Love/hate…what does it all mean?

I find myself ‘Googling’ “what should I say when my 4 year-old says________?” so frequently that I feel like I should start my own parenting forum. I guess a blog post will have to do.

My most recent searches have specifically been about self-esteem issues. Sadly, I find myself lacking any originality on the information super highway and I literally just type in “4 year-old with self-esteem issues”. As if, the Google guru’s are supposed to know exactly what I mean. Predictively, they do not.

Lately, my daughter has been struggling with love and all it encompasses. She is the first to say she loves you (a little too frequently) and if you play with her at all (even if she just met you), she will probably tell you she loves you with 10 minutes.

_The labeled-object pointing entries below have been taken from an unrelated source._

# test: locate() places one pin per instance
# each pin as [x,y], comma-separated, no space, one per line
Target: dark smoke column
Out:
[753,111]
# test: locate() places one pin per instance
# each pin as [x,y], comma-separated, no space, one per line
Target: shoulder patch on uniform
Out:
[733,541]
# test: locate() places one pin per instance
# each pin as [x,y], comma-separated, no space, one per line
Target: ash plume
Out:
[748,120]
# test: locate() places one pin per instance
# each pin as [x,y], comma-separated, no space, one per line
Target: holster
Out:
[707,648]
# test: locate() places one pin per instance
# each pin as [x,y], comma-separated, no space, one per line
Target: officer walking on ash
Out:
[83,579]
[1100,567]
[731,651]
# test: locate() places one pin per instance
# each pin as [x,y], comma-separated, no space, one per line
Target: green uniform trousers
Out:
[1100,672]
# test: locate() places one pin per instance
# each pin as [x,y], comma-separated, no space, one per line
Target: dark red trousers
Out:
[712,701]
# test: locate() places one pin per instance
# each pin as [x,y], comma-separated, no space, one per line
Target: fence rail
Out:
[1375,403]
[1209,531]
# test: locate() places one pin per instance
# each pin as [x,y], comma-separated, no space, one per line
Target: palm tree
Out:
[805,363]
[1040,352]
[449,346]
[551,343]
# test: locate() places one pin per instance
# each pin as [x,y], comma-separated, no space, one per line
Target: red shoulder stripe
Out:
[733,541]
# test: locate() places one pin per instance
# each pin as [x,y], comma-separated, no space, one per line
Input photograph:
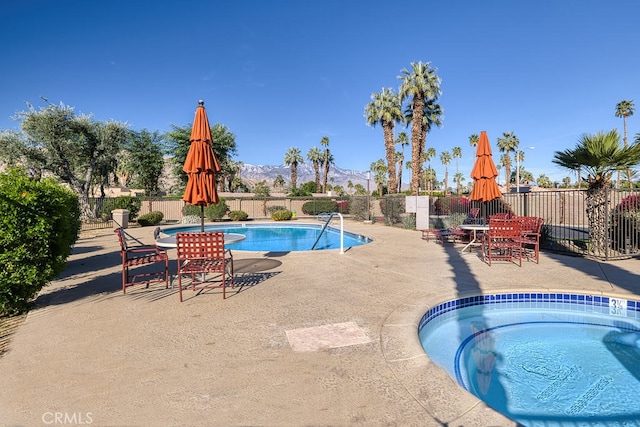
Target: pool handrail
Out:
[329,218]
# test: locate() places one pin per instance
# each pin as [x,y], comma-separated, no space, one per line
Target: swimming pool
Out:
[271,237]
[542,358]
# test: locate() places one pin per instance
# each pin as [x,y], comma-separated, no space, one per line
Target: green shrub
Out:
[315,207]
[216,212]
[282,215]
[132,204]
[272,209]
[151,218]
[392,207]
[238,215]
[358,208]
[191,210]
[211,212]
[39,223]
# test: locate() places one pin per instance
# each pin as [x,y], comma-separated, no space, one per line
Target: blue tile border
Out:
[633,307]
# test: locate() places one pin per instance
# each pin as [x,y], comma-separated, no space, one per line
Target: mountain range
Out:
[337,176]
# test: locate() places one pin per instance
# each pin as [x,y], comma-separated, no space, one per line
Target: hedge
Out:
[39,223]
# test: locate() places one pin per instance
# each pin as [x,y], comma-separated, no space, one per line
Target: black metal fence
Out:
[566,226]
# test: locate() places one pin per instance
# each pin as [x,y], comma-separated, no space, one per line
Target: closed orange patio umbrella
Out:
[201,165]
[484,173]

Unfortunately, I think, she thinks, she can only love one or two people at the same time – for she will later say, “I love Briana (her cousin) and mommy, but not daddy”. Clearly, she does love daddy, he (or whomever) is usually not even around when she says it, and if it is not daddy, then she arbitrarily throws out another name of a family member or close friend that she ‘no longer’ loves. Even worse, she thinks if you don’t look at her, or don’t want to play what she wants to play, means you don’t love her.

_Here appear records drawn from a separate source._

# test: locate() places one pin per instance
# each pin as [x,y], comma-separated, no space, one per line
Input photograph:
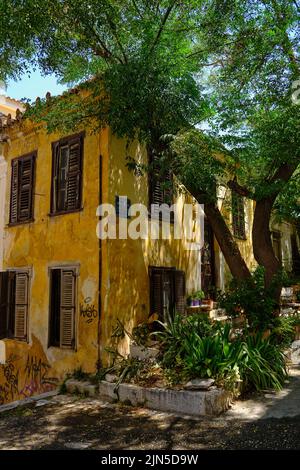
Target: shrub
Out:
[251,298]
[194,347]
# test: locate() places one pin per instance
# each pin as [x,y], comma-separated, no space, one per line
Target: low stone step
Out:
[194,403]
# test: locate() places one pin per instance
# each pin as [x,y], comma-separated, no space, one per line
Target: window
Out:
[67,156]
[62,308]
[160,185]
[276,241]
[14,304]
[167,291]
[238,216]
[21,196]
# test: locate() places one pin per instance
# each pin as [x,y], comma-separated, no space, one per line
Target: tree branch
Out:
[163,23]
[237,188]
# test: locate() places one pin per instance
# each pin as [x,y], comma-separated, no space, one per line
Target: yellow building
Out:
[62,289]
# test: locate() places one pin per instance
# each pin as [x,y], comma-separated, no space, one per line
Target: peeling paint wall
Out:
[47,242]
[126,262]
[223,275]
[70,239]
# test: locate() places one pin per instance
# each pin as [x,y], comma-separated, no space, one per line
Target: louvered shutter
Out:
[161,185]
[3,304]
[21,305]
[179,291]
[156,293]
[67,309]
[26,175]
[54,186]
[238,215]
[14,192]
[73,195]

The Google guru’s did find me an article on Babycenter regarding how to respond when your child says “I hate you”? A close second to, “I don’t love you anymore”!

Guess what? I have heard those dreaded words (I hate you) uttered from the mouth of my incredibly wordy daughter too. How about you? They just make you feel all warm and fuzzy inside don’t they? Ahem.

And…guess what? I responded exactly how the ‘expert’ urges NOT to. Shocking.

Though you may be tempted to, avoid responding to your child’s “I hate you!” with “Well, I love you.” This will only shame her. And saying, “You know you love Mommy,” or “There’s no reason to get so upset!” belittles her very real feelings.

Umm…how many of you have replied with shame and belittling too?

Am I, yet again to blame?

oye, vey!

Is this a self-esteem issue, or simply a phase?

The neurotic mother in me who studied psychology says it has everything to do with self-esteem.

The stay-at-home mother who knows way to much about phases, says it is a phase.

So, which one is it?

This is why I am enlisting the help of all of you, my trusty readers. If you are a psychologist/psychiatrists, then added bonus!!!

Oh, btw, the correct response (I think) to your child saying hurtful words is to focus on the cause not the response.

For example – if your child tells you that they hate you right after you tell them they can’t have a cookie (the cause) chaser with their morning waffles, then remind them (without mocking) that cookies can be eaten after lunch but an apple or banana is intended for a breakfast time sweet.

Acknowledge their frustration with words, “I can tell you are really upset”, but try not to let them see your frustration (not even a facial muscle twitch). It has nothing to do with you, so don’t give them the power of making it about you. That is how they learn manipulation.

Although the issue for me, is love, not hate. Or is it?

Is it insecurity?

proof it is not all bad!
proof it is not all bad!

Let the forum begin.

Magazine Mom

8 thoughts on “Love/hate…what does it all mean?

  1. When Kiddo says she hates such and such friend, I ask her if she “really hates that person, you mean you never ever want to see that person again, or do not like there actions of the moment” (ie whatever happened to make her feel that way). It seems to help her to see the difference between a person and an action of a person. Haven’t gotten the “i hate you mommy” yet, but I know it’s coming one day…oh joy!

  2. I actually got the first ” I hate you” from Allison this past week. Not only did she tell me that she hated me she then asked how you spell hate so she could write it in her journal… Lovely.
    I guess it is good that they are learning to put their feeling into words but ouch that one goes straight to the heart. Thanks for the note about focusing on the action that caused it…will remember that one for next time.

  3. We say “strongly dislike” instead of hate. Daphne’s first written note to me: “I hat you dad” to which I responded “I know you don’t HAT me”. She then snagged the note from me and added the missing letter E right where it should be.

    Sammii’s first note: “I lave you” to which I responded “I love you too” and we had big hugs.

  4. Oh, yeah, for almost every parenting issue I google (really, why don’t I just call you?), whatever it says not to do is usually the first thing I did. Oops.

  5. I have received the “I hate you” as well. My son has quite the imagination so he even took it a step farther and said he wished he had a real lion so it could eat me. Makes me feel so good about all I do for him! I know it’s a phase, but we have talked about how words can hurt. I try to talk with him when we are both in a good place instead of when it happens and he’s upset.